A more advanced and real-world scenarios involves two completely separate infrastuctures from two different organizations who may be partnering and require integration between their infrastructure. This often means Ansible and/or Ansible Tower is sitting in one of the networks/infrastructure and must manage resources in the other infrastructure. Due to security and various other possible reasons, this connection can have multiple jump hosts involved.

This gets more complex when you additionally have to consider the fact that Ansible uses a different connection type when running network automation as compared with typical platform automation over standard SSH.

Lastly, we have to consider that these jump hosts will be required not only for network or platform automation but we will need to jump even if we wish to access an API service. This is the case when we want to pull dynamic inventory from a system that can only be accessed from the final jumphost. How do handle this? As typically Ansible requires/assumes a direct connection with respect to their dynamic inventory plugins.

We also have to handle the likelihood of each jumphost requiring different SSH port, different SSH key, and so on.

So let's look at how to solve this.

Options

Jumps over SSH can be configured by using one of the two methods, both of which require setting the Ansible ansible_ssh_common_args inventory variable to pass some ssh parameters into the connection request.

Option 1 - Using SSH Config

The simplest solution is to use an ssh config file. For Ansible this requires setting the ansible_ssh_common_args variable in your Inventory as such. This will tell SSH to load a specific config file for all the ssh settings.
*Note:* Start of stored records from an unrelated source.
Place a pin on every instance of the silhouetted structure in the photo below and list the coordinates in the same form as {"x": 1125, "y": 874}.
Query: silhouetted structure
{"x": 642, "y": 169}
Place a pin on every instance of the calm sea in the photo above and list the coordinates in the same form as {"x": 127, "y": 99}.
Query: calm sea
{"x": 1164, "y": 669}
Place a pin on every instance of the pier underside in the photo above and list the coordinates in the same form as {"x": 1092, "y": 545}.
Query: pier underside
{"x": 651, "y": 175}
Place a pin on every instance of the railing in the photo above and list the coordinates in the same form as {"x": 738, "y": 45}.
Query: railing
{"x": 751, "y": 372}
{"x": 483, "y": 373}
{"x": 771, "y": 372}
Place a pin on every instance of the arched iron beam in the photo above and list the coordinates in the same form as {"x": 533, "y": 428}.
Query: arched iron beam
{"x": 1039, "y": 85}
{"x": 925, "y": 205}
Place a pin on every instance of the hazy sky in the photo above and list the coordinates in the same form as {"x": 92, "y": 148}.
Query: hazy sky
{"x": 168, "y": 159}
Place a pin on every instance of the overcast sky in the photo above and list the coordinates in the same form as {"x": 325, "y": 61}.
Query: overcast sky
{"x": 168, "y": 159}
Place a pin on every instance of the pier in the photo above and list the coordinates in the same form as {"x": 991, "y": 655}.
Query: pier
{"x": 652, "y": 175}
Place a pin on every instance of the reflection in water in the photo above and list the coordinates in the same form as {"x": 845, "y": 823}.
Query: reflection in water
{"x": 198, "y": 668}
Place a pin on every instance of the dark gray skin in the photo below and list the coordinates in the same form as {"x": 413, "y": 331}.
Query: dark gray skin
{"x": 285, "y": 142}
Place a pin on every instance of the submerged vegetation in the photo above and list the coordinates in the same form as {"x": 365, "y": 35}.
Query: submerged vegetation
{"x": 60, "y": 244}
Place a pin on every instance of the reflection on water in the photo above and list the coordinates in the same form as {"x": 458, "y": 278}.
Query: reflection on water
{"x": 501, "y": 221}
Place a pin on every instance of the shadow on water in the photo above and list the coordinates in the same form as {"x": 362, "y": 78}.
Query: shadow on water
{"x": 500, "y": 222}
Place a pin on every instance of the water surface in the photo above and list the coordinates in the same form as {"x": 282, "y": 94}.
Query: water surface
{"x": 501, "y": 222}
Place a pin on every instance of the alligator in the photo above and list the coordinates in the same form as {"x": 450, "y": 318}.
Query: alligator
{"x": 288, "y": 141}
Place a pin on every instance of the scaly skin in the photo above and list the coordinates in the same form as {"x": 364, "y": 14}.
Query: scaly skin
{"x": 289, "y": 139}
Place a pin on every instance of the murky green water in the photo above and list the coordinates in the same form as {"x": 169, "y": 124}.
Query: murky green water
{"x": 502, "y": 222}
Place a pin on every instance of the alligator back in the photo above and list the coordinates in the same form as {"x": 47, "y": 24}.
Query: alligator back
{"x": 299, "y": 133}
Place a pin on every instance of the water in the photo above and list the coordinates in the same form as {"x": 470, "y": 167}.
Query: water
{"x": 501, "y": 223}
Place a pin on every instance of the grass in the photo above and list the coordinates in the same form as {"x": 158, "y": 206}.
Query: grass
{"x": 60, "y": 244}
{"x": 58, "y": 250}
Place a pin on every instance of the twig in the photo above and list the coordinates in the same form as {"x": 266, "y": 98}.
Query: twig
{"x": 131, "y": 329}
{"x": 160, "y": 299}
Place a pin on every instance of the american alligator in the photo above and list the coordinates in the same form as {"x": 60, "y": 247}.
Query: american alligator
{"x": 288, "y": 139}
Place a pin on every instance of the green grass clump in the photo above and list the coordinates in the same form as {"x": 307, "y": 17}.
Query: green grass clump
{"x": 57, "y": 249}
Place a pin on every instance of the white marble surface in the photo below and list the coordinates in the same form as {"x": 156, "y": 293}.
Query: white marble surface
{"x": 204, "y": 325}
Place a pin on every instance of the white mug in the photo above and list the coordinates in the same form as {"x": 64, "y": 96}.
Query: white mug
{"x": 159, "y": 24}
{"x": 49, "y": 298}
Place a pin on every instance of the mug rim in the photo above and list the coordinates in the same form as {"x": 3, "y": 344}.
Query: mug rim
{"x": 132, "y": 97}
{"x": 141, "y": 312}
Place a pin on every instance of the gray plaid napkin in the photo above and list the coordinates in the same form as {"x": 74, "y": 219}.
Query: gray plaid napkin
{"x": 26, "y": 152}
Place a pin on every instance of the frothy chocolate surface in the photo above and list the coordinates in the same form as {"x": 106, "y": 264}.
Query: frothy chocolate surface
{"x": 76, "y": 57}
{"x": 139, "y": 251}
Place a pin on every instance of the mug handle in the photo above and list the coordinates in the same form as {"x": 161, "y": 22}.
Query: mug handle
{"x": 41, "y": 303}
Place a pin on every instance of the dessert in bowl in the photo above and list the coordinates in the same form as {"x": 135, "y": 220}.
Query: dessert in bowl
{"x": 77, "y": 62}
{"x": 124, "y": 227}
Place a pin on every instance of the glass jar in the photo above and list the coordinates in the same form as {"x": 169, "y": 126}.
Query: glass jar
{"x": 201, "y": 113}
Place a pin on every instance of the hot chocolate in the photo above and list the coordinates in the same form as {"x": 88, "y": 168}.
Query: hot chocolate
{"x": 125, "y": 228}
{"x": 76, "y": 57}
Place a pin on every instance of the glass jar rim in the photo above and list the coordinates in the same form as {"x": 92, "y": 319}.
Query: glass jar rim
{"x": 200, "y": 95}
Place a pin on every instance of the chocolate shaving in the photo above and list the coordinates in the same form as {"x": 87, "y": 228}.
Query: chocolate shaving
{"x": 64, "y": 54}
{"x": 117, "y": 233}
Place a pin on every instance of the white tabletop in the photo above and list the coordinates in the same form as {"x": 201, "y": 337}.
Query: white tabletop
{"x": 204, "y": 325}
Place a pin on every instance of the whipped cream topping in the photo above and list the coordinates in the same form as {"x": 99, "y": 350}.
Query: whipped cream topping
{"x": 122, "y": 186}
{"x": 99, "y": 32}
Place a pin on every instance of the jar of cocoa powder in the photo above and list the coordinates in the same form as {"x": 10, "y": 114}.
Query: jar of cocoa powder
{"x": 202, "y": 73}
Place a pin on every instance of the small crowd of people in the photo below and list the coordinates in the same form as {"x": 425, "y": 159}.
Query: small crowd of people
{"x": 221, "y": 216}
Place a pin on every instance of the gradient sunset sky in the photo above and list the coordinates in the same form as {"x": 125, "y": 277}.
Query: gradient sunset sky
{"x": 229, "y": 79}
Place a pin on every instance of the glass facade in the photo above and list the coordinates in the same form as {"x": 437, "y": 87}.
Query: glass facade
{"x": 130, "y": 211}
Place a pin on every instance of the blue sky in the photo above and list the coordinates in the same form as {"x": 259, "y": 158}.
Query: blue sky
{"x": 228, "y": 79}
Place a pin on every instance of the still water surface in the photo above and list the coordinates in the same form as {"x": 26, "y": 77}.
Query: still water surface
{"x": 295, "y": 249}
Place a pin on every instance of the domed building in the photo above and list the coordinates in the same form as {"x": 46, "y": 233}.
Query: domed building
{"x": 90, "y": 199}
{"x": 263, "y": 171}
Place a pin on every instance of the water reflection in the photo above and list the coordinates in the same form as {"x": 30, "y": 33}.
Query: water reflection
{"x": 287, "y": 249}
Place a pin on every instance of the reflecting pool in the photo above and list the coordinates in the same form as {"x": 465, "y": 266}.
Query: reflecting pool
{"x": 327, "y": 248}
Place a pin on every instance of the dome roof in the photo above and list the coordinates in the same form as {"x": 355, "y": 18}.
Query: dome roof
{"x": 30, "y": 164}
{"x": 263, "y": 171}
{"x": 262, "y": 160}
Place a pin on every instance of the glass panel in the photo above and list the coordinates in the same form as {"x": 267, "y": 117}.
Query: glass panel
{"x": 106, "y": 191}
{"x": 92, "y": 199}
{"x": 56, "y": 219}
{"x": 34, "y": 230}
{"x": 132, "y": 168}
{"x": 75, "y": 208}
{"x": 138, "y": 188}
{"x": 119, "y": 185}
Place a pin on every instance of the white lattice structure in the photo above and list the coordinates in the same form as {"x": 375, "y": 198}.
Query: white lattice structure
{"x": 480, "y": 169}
ansible_ssh_common_args: '-F ssh-config'

And here is an example of the ssh config file that defines multiple jumps. Notice the use of the ProxyJump option to reference a different host.

However in some cases you may not be able to use an ssh config file as this presents a possible security risk if other users can access the same ssh config file.

Option 2 - Using ProxyCommand

Instead of using an ssh config file, the jumps can alternatively be defined by using the ProxyCommand SSH option. Note that you cannot use ProxyJump (a newer option that is meant to simplify the ProxyCommand argument) because this argument does not allow defining multiple jumps on the commandline with different ssh keys for each jump.

For a single jump, it's fairly straightforward and we set the ansible_ssh_common_args variable within our inventory to point to the single jumphost. Notice that it's critical to add the extra options -oStrictHostKeyChecking=no -oUserKnownHostsFile=/dev/null to ignore host key checking for both the jumphost and the target host/device. If you do not add this, you may get a strange "banner" error message from SSH that is very difficult to analyze.

ansible_ssh_common_args= -oStrictHostKeyChecking=no -oUserKnownHostsFile=/dev/null -o ProxyCommand="ssh -oStrictHostKeyChecking=no -oUserKnownHostsFile=/dev/null -i {{ lookup('env', 'JH1_SSH_PRIVATE_KEY') }} -W %h:%p -q {{ jh1_ssh_user }}@{{ jh1_ip }}"

This uses an environment variable and extra variables to allow for a flexible solution. These can be set on the commandline or optimally using Ansible Tower's custom Credential Type, which will be explained later in this document. Additionally, a more advanced ProxyCommand will be required for handling 2 or 3 jumphosts. This is shown in the inventory file.

Connection Type

For platform automation, Ansible uses the ssh connection plugin that supports OpenSSH.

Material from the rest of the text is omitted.